En este sentido, Chamberlin entiende la Segunda Guerra Mundial como el clímax de una historia larga de violencia imperial: la culminación de siglos de colonización, racismo institucionalizado y conflictos por el control de recursos y territorios. Cuando las potencias europeas perdieron el monopolio de la fuerza, sus técnicas se globalizaron. Japón imitó el modelo británico de expansión territorial; Alemania adoptó la lógica del Lebensraum (literalmente, «espacio vital», o sea, que el pueblo alemán necesitaba más territorio para vivir, crecer y desarrollarse a expensas de Polonia, Ucrania y Rusia) como una versión en clave continental del imperialismo ultramarino. Y los Estados Unidos, recién ascendidos como potencia global, no dudaron en aplicar el poder total de su maquinaria bélica para cimentar su hegemonía.

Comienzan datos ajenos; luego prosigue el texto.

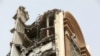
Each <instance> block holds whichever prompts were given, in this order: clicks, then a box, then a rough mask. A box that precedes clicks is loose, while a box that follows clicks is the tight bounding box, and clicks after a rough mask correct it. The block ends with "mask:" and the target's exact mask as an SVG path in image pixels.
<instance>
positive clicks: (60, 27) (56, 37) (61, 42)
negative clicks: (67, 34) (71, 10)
mask: <svg viewBox="0 0 100 56" xmlns="http://www.w3.org/2000/svg"><path fill="white" fill-rule="evenodd" d="M54 25H55V41H56V55H57V56H65V43H64V26H63V12H59V13H57V14H55V24H54Z"/></svg>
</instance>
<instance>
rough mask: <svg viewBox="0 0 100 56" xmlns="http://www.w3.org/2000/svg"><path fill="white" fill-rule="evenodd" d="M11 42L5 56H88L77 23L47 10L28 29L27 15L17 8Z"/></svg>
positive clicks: (85, 46)
mask: <svg viewBox="0 0 100 56" xmlns="http://www.w3.org/2000/svg"><path fill="white" fill-rule="evenodd" d="M13 19H14V20H15V27H14V28H13V29H11V33H12V34H13V39H12V41H11V43H10V46H11V49H10V52H9V53H8V55H7V56H91V55H90V53H89V51H88V49H87V47H86V44H85V40H84V37H83V35H82V33H81V30H80V28H79V25H78V23H77V22H76V20H75V18H74V17H73V16H72V14H71V13H69V12H65V11H62V10H59V9H53V10H48V11H47V12H45V13H44V14H43V15H40V16H39V17H38V19H37V20H36V21H35V22H34V23H33V24H32V25H26V24H25V22H26V21H27V20H29V15H28V12H27V11H26V10H25V8H24V7H23V6H20V7H19V8H18V10H17V13H16V14H15V16H14V17H13Z"/></svg>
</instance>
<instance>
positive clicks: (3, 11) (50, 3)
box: [0, 0, 100, 56]
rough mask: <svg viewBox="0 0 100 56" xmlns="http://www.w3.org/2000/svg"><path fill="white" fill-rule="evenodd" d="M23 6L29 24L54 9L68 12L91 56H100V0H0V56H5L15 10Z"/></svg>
mask: <svg viewBox="0 0 100 56" xmlns="http://www.w3.org/2000/svg"><path fill="white" fill-rule="evenodd" d="M20 5H23V6H25V7H26V10H27V11H28V12H29V15H30V20H29V21H28V22H27V23H26V24H31V23H32V22H34V20H35V19H36V18H37V17H38V15H39V14H43V12H45V11H47V10H51V9H54V8H58V9H62V10H64V11H70V12H71V13H72V14H73V15H74V17H75V18H76V20H77V22H78V23H79V25H80V27H81V30H82V32H83V35H84V38H85V41H86V44H87V45H89V46H90V48H91V51H92V56H100V0H0V56H6V54H7V53H8V52H9V50H10V45H9V43H10V42H11V40H12V37H13V34H11V33H10V30H11V29H12V28H13V27H14V22H15V21H14V20H13V19H12V17H13V16H14V15H15V13H16V10H17V8H18V7H19V6H20Z"/></svg>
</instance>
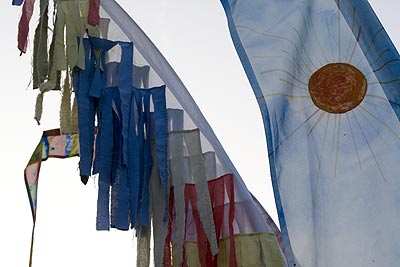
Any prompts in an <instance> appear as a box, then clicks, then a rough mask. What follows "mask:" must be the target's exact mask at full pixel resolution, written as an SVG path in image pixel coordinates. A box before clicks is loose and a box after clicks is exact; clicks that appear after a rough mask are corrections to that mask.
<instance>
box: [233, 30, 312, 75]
mask: <svg viewBox="0 0 400 267" xmlns="http://www.w3.org/2000/svg"><path fill="white" fill-rule="evenodd" d="M236 28H239V29H245V30H248V31H250V32H253V33H255V34H258V35H261V36H265V37H269V38H275V39H281V40H285V41H287V42H288V43H290V44H291V45H292V46H293V47H294V49H296V52H297V54H298V55H299V56H300V59H301V61H302V62H303V64H304V66H305V67H306V68H307V69H308V71H310V73H313V71H312V70H311V69H310V68H309V67H308V66H307V64H306V62H305V60H304V59H303V57H302V56H301V55H302V54H301V53H300V51H299V48H298V47H297V45H296V44H295V43H294V42H293V41H292V40H290V39H288V38H285V37H282V36H276V35H271V34H267V33H262V32H259V31H256V30H254V29H251V28H249V27H247V26H242V25H236Z"/></svg>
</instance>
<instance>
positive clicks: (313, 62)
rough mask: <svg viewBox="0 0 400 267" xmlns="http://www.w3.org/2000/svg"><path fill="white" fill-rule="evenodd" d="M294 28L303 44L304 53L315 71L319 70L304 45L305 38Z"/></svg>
mask: <svg viewBox="0 0 400 267" xmlns="http://www.w3.org/2000/svg"><path fill="white" fill-rule="evenodd" d="M292 28H293V30H294V31H295V32H296V34H297V36H298V37H299V40H300V43H301V47H302V49H303V51H304V54H305V55H306V57H307V58H308V61H309V62H310V63H311V65H312V66H313V67H314V68H315V69H318V67H317V66H316V65H315V64H314V62H313V61H312V59H311V57H310V55H309V54H308V52H307V50H306V47H305V45H304V41H303V38H302V37H301V35H300V33H299V31H298V30H297V29H296V28H295V27H292Z"/></svg>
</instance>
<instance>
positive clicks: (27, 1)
mask: <svg viewBox="0 0 400 267" xmlns="http://www.w3.org/2000/svg"><path fill="white" fill-rule="evenodd" d="M34 4H35V0H25V2H24V5H23V7H22V15H21V18H20V20H19V24H18V50H19V51H21V54H22V53H25V52H26V48H27V46H28V34H29V22H30V21H31V18H32V14H33V7H34Z"/></svg>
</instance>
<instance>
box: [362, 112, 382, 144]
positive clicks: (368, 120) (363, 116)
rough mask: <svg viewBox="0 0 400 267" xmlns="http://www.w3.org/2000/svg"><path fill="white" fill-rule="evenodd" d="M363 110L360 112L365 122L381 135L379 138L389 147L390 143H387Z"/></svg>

Un aspecto central del libro es la crítica al relato construido durante la Guerra Fría. En los años cincuenta, señala Chamberlin, los historiadores de las democracias liberales consolidaron un relato heroico de la guerra, útil para cimentar la legitimidad moral de Occidente frente al bloque soviético. Se exaltó el papel de las democracias, se caricaturizó al comunismo como un enemigo equivalente al nazismo, y se silenció el papel ambiguo –cuando no cómplice– de las potencias coloniales. Así se fabricó una memoria selectiva en la que Hiroshima fue una victoria de la paz, y en la que las atrocidades del bando aliado quedaron relegadas a notas a pie de página.
«La Segunda Guerra Mundial fue el catalizador de la reinscripción del imperialismo bajo la égida de la geopolítica de la Guerra Fría», escribe el autor. Y apunta algo más inquietante: que la paz de posguerra fue, en muchos casos, una reorganización de los mismos mecanismos de control colonial, con nuevos nombres. Las antiguas metrópolis regresaron a sus dominios asiáticos bajo el amparo del anticomunismo, incluso colaborando con regímenes autoritarios o con antiguos colaboracionistas del Eje. Y las nuevas superpotencias –Estados Unidos y la Unión Soviética– impusieron sus esferas de influencia no con libertad, sino con tanques, golpes de Estado y carreras armamentísticas.
Estructuras del viejo orden
Por otra parte, Chamberlin dedica buena parte del libro a mostrar cómo se utilizaron las estructuras del viejo orden para consolidar el nuevo. Ingenieros nazis fueron absorbidos por los programas espaciales de Estados Unidos y la URSS. Las nuevas fronteras se dibujaron no según la voluntad de los pueblos, sino con mapas estratégicos que anticipaban los bloques de la Guerra Fría. Las guerras por la descolonización se encontraron con una reacción furiosa de las potencias occidentales, que usaron, una vez más, todo el peso de su tecnología militar para mantener el orden imperial.
El libro evita, sin embargo, caer en una denuncia moralista. No propone cambiar unos buenos por otros malos. Lo que ofrece es una historia sin redención, sin mitos ni salvadores. “No hay guerras limpias”, parece decir en cada capítulo. Y la Segunda Guerra Mundial, por más que haya sido elevada al rango de epopeya justa, fue una guerra profundamente sucia, en la que el derecho internacional, los derechos humanos y la vida civil fueron sacrificados en nombre de imperios, intereses y supremacías. Quizá por eso, el autor no ofrece conclusiones tranquilizadoras. Su mirada alcanza hasta el presente, cuando muchos de los mecanismos creados en 1945 siguen operando bajo otras formas: intervenciones militares, estructuras de dominación económica, jerarquías raciales todavía activas. El recuerdo glorioso del Día D convive con los escombros de Kabul, las ruinas de Gaza, los campos de refugiados de África o las cicatrices de Nagasaki. Y detrás de cada bandera victoriosa, Chamberlin nos recuerda, puede haber una historia que nadie ha querido contar.